Analysis of the factors affecting the efficient design of pharma industrial complexes in Uganda
Abstract
An industrial facility should be designed with the future direction of the industry in consideration
thus the expansion and future requirements of the facility are important and so the synergy between
the operator’s experience with architecture, equipment with engineering is key for operation.
The GMP (Good Manufacturing Practice) is well known as one of the guidelines for basic planning
or designing pharmaceutical manufacturing complexes and is purposed to provide requirements
for manufacturing quality products and particularly for the manufacture of pharmaceuticals
including facilities, operatives’ management and control as GMP complies with the resolution of
WHO and international tendency.
GMP provides that pharma facilities shall be designed mainly with two issues considered that’s
consideration for layout and consideration for materials and construction thereof to establish the
satisfactory layout plan. The GMP Regulations specify what a particular requirement is (i.e., what
is to be controlled), not how that requirement is to be achieved.

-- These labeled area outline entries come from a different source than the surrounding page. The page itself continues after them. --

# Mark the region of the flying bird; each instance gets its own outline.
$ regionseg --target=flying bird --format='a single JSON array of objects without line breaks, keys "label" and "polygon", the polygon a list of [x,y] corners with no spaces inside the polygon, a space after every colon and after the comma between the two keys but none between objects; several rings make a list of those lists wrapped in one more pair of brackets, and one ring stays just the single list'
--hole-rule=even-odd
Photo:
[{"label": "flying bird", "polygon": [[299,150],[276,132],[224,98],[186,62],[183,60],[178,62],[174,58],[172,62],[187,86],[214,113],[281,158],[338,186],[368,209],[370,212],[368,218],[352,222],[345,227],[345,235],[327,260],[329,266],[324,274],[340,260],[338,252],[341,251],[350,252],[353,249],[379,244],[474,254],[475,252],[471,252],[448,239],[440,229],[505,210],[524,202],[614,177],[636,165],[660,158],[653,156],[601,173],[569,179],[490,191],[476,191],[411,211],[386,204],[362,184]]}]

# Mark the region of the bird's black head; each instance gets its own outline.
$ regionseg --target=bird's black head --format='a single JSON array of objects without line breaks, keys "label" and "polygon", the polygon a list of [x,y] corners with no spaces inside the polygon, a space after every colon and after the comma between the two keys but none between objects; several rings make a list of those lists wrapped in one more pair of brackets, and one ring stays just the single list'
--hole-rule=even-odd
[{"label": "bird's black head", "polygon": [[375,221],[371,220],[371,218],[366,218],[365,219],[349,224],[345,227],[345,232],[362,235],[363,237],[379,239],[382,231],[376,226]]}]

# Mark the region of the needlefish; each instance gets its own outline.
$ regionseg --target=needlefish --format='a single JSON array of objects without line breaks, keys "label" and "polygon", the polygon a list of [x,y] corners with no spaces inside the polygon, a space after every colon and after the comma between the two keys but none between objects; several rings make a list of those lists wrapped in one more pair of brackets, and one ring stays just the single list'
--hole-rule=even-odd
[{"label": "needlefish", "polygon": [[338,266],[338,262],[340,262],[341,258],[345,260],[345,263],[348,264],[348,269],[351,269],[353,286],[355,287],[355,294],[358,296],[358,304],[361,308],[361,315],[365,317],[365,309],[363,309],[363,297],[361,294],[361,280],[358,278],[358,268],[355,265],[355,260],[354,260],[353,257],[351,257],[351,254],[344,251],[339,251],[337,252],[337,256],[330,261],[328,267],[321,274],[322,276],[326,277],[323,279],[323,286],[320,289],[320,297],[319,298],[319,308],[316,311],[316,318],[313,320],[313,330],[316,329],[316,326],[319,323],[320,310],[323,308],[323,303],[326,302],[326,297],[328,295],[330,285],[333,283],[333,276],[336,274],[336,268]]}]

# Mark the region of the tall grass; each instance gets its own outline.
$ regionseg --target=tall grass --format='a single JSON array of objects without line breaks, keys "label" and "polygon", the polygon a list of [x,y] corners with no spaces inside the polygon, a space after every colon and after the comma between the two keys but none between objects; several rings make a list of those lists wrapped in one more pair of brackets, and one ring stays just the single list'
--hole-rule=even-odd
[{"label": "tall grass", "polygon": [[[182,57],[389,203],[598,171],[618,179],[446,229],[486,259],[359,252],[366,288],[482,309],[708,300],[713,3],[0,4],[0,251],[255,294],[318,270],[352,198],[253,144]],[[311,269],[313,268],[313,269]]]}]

It’s observed that the legacy basic guidelines focus more on production line and safety of drugs
but does not detail user experience and their comfort yet it’s evident for the shift of human activity
from traditional methods of manufacturing products for increasingly specialized and evolving
robotic and IT systems and this change is more seen in industrial production.
This revolution brings in new challenges for industrial architecture concerning user experience
with new and modified requirements for workplace and its architecture.